Le violon et l’accordéon diatonique sont les
espèces les plus répandues dans le biotope trad. À l’opposé, le uillean pipe,
par exemple, compte peu d’adeptes en France ; dès lors il paraît plus facile
pour un piper de sortir du lot. Quant aux autres (les joueurs des
instruments les plus répandus), il faut bien faire du chemin, travailler dur,
ne jamais s’avouer vaincu…
Ces deux jeunes musiciens semblent avoir répondu
à ces exigences et à mon avis sont bien partis pour se tailler une jolie
carrière dans le néo-trad, grâce notamment à une belle virtuosité qui sert la
simplicité : « J’aime cette musique parce qu’elle est simple, elle n’est pas
facile, mais simple (…) » (Baltazar Montanaro). Effectivement, pour moi, c’est
une musique dénuée de questionnements inutiles, elle va à l’essentiel et
l’auditeur la reçoit telle quelle, sans essayer de démêler le pourquoi du
comment (c’est normal, ces questions ne préexistent pas ici). On sent bien
malgré tout l’ensemble d’influences relativement récentes (j’entends des parfums
de Blowzabella…) ou plus intemporelles, comme
par exemple le répertoire tzigane roumain. Leurs compositions me rappellent
parfois un certain courant répétitif d’avant-garde, mais la charpente sur
laquelle elles s’appuient demeure assez conventionnelle : au cours de l’écoute,
l’harmonie qui présage souvent une nouvelle forme reste assez classique, malgré
quelques dissonances « bartokiennes » bien senties : on pense au plus
célèbre des ethnomusicologues à travers ses duos
de violon inspirés des danses ou des berceuses de Hongrie…
Et, à ce sujet, les compositions de Sophie
Cavez ont une configuration qui interpelle : elle paraît affectionner tout
particulièrement les rythmes dissymétriques et composés, ce qui au demeurant
constitue l’un des outils de base de ce jeune duo. En parallèle, les aksak
en 9/8 ou 7/8 n’empêchent pourtant pas les « notes de velours » dont
parle Didier Mélon (de la radio RTBF). Mais « l’Orient est grand »,
nous répètera certainement Jacky Molard, et Montanaro et Cavez n’ont pas fini
d’explorer les musiques d’Europe Centrale : ils nous apportent des échantillons
tous azimuts qui toutefois constituent le matériau très cohérent de cet album.

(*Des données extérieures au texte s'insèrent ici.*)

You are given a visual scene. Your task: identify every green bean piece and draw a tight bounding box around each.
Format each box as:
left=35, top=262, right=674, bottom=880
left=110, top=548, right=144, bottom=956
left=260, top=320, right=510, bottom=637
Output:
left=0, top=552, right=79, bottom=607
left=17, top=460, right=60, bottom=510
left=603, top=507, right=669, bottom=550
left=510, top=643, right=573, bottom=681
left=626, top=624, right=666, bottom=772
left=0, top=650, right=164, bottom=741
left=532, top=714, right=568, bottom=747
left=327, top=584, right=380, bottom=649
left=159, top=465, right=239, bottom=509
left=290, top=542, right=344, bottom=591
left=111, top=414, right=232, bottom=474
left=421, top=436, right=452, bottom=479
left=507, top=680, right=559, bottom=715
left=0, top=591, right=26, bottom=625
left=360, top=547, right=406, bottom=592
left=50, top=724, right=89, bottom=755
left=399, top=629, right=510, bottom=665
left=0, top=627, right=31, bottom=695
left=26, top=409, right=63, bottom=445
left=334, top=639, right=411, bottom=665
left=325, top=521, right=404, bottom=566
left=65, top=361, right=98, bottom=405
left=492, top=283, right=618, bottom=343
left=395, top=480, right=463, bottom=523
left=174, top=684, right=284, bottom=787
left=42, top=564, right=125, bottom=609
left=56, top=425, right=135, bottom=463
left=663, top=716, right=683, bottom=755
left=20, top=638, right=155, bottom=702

Les inventions ne se bousculent pas encore –
les passages « expérimentaux », comme par exemple dans le morceau Ninja
Fornicka avec une expression du pizzicato en questionnement
constant, osent à peine se dessiner – mais on sent poindre une liberté qui,
j’en suis sûr, va finir par être la compagne de route du duo.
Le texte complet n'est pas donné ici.